Мать в это время мыла пол в горнице и, видно, все слыхала. Она отхлестала меня половой тряпкой, загнала под печь и, сердитая, всклокоченная, села к отцу на кровать. Она хотела погладить голову отца, но руки были грязные, и тогда все-таки погладила его запястьем. Потом опустила свою голову на отцово острое плечо, накрытое одеялом, и тоже заплакала. Плакала и держала на весу руки с растопыренными пальцами, чтобы не запачкать постели. Глядя на них, и я заплакал…
Отцу я больше подобных вопросов не задавал и твердил про себя, что мой отец – тоже храбрый и героический солдат, придумывал всякие истории, как он закрывал грудью амбразуру и ему из пулемета порвало легкие, или как в него попала мина, но не взорвалась, поэтому в госпитале его не оперировали. Просто саперы обезвредили и вынули ее из груди. О таком случае я читал в старых газетах.
Дядя Федор любил отца и очень жалел, что не успел на похороны. Он и правда по нескольку раз в год лежал в госпитале, надеясь все-таки излечить контузию и снова пойти служить.

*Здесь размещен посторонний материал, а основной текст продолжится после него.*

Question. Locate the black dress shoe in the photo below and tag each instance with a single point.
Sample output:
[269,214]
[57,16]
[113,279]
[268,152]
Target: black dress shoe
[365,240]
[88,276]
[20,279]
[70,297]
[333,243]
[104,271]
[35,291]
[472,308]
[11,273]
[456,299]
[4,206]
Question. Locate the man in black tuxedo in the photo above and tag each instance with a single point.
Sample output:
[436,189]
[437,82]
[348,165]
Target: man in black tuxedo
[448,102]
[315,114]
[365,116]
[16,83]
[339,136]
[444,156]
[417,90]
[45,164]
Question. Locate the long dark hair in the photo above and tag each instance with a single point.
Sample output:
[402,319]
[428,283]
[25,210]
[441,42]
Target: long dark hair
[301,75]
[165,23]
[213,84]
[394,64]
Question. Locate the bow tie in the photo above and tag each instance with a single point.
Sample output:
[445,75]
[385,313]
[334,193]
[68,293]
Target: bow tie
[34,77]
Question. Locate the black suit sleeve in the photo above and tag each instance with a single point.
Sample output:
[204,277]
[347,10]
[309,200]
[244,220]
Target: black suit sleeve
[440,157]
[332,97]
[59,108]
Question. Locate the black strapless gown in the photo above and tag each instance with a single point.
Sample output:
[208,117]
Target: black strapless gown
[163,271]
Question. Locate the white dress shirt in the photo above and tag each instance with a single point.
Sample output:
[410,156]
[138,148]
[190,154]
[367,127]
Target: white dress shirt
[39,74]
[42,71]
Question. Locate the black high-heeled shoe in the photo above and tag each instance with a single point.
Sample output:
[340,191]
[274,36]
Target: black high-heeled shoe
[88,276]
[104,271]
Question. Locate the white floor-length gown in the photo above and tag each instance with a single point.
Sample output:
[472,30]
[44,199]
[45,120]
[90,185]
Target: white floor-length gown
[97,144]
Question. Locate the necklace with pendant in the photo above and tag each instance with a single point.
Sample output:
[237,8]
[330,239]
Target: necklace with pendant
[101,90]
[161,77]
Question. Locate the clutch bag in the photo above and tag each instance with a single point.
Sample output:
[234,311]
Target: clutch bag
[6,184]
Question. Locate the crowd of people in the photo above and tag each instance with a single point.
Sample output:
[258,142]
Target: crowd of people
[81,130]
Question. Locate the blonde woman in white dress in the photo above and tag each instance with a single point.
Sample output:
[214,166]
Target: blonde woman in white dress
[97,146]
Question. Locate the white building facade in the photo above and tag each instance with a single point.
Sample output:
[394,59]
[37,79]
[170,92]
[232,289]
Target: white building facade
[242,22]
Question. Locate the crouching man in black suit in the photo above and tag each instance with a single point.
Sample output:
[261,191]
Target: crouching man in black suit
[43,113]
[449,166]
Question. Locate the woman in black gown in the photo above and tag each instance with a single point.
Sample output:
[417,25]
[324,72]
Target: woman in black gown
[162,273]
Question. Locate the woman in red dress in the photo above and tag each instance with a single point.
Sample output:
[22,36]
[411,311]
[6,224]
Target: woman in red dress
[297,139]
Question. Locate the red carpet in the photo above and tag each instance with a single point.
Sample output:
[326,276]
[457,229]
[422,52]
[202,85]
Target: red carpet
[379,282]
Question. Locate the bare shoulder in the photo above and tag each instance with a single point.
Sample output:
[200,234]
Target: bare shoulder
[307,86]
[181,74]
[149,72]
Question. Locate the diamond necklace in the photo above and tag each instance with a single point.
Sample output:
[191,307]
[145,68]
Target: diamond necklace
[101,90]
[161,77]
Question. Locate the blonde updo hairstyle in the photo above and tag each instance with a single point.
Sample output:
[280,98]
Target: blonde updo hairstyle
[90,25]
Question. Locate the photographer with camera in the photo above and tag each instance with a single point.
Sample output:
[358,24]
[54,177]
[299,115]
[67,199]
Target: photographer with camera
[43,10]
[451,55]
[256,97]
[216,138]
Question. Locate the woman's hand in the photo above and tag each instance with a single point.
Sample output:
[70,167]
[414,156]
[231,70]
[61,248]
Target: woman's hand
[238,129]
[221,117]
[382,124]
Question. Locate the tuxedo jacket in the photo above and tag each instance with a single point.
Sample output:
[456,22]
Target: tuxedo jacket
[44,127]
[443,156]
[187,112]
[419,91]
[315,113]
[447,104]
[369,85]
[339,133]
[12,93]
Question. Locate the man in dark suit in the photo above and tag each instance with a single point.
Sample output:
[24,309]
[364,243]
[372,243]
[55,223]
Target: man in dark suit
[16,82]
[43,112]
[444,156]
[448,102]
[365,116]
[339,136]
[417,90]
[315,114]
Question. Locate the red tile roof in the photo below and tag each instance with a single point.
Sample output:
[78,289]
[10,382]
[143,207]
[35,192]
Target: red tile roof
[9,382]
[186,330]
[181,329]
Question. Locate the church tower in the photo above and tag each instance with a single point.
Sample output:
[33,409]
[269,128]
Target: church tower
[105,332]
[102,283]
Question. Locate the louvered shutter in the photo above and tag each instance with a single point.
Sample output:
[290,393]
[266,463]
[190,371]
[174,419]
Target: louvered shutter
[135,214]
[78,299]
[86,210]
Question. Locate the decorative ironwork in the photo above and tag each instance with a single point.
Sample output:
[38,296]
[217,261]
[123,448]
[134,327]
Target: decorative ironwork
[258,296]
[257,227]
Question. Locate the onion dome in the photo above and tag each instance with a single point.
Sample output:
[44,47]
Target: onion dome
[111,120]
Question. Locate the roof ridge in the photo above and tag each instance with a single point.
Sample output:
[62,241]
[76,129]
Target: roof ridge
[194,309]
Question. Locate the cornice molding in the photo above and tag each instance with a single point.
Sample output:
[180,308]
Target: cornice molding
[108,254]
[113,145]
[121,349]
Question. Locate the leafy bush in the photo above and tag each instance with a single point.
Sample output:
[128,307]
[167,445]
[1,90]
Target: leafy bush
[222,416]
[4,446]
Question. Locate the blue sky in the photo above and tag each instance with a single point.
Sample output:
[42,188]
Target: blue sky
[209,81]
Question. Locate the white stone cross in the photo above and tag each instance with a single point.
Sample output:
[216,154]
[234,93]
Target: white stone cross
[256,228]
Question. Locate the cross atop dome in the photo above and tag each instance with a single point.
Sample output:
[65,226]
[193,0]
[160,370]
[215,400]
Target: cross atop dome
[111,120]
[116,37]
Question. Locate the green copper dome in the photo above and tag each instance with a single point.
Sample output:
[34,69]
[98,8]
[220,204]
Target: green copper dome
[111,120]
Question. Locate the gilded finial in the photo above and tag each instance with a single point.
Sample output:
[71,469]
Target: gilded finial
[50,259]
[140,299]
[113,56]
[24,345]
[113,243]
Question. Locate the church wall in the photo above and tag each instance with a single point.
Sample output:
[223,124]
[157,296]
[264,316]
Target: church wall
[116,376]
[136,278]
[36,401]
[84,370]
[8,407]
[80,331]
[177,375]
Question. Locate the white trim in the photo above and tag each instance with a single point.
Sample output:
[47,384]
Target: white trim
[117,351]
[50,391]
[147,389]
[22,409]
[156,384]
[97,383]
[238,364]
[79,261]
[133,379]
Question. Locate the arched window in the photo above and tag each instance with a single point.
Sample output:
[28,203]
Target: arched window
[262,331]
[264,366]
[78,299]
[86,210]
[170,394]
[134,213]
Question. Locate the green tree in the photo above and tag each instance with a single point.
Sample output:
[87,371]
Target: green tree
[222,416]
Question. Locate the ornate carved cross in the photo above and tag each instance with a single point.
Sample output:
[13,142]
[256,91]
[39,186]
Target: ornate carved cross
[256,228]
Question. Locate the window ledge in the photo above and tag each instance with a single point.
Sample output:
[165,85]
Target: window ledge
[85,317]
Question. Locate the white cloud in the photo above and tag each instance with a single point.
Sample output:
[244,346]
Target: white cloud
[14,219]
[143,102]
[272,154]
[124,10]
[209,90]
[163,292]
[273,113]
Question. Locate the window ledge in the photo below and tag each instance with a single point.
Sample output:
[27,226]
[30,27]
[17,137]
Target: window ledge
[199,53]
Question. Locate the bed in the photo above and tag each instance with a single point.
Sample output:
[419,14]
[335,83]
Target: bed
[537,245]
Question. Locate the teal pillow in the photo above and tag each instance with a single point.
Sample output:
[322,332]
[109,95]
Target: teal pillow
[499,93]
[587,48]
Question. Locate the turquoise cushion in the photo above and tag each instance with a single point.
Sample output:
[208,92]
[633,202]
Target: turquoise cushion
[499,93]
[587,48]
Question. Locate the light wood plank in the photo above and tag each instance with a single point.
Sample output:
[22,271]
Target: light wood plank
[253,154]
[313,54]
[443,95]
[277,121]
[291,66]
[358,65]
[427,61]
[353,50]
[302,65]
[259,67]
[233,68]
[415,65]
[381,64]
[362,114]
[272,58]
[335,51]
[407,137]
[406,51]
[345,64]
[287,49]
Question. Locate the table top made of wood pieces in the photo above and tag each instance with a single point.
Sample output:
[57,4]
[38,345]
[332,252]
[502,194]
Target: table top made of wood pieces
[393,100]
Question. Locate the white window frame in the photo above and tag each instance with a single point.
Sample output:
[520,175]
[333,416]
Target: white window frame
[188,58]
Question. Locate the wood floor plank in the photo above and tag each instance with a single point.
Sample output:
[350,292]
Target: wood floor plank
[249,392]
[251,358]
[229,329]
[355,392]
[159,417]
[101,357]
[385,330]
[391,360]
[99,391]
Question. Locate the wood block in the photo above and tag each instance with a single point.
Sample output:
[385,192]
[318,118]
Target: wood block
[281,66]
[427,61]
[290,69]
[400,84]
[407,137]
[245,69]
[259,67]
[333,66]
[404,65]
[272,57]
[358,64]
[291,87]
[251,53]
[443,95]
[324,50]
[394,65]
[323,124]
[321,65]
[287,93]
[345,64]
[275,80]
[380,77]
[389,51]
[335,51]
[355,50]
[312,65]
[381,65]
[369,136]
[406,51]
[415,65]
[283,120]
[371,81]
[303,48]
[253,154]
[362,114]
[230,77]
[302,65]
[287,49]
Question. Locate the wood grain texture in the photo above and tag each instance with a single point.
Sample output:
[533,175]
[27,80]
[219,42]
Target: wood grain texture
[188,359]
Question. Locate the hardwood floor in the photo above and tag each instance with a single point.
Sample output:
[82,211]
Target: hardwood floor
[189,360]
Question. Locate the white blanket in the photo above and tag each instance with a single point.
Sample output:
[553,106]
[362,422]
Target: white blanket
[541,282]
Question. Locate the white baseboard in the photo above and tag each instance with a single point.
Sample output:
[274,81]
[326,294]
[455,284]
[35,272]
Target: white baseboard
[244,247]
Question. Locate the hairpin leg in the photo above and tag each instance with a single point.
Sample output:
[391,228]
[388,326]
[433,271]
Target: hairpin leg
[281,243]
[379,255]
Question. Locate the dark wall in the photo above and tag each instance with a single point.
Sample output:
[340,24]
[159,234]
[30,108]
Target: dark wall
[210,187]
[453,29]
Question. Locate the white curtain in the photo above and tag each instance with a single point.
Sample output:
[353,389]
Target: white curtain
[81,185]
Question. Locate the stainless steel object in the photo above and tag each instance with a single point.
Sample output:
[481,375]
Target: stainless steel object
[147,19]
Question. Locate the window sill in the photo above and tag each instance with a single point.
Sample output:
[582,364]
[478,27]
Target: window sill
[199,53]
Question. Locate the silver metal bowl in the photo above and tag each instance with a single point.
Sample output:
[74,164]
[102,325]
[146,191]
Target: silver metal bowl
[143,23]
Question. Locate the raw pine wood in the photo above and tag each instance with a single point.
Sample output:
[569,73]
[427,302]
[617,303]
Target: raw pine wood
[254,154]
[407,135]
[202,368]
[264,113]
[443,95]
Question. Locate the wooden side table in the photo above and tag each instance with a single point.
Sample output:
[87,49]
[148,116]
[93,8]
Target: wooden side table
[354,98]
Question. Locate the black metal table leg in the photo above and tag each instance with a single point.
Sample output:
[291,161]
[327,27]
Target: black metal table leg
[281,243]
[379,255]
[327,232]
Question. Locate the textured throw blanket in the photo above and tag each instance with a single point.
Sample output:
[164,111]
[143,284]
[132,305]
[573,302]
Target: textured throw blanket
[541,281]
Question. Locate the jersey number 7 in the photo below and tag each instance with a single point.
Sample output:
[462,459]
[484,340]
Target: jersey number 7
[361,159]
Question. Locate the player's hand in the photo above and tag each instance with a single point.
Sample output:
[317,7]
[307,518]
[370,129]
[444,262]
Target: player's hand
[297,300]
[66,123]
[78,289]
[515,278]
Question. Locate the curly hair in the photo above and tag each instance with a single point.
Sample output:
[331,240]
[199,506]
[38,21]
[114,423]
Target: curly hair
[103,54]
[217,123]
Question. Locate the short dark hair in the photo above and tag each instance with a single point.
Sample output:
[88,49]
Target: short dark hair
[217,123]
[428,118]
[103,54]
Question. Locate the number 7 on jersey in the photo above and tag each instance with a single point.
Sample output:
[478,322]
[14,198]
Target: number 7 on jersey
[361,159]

– Эх, Павло! – говорил он отцу. – Жалко, прямо не могу! Ведь на Победу мне бы подполковника дали. А то, может, и через звание! Ты понимаешь, нет? Сейчас-то уж генерала бы получил!
– Понимаю, понимаю, – тихо кивал отец. – Что сделаешь, война…
– Да не война! – резал дядя Федор. – Собственная дурость!.. Мне ведь ординарец каску давал! Говорит, наденьте, товарищ майор! Так просил, так просил… А я – что? Как всегда, грудь нараспашку и – вперед!.. Дура-ак!
Если рядом оказывалась его каска – а она была рядом частенько, – он с силой пинал ее и клонил голову. Говорил он всегда громко, как все глухие, а потом незаметно, будто почесывая возле уха, приставлял к нему ладонь и слушал. После войны за эту каску дяде дали прозвище – Шлем. В глаза-то по привычке величали, разговаривали уважительно, а случится увидеть на дороге, так обязательно говорили – вон Шлем опять куда-то покатил! С фронта дядя Федор привез много всякого трофейного добра. От станции до Полонянки на своем мотоцикле приехал, и, говорили, полная коляска была и два мешка на заднем сиденье, с рулонами хрома. Правда, он все тут же раздал односельчанам, раздарил на своих встречинах кому настенные часы, кому аккордеон, кому мануфактуры на костюм. Даже мотоцикл хотел подарить моему отцу – все думал вылечиться поскорее да назад, в армию.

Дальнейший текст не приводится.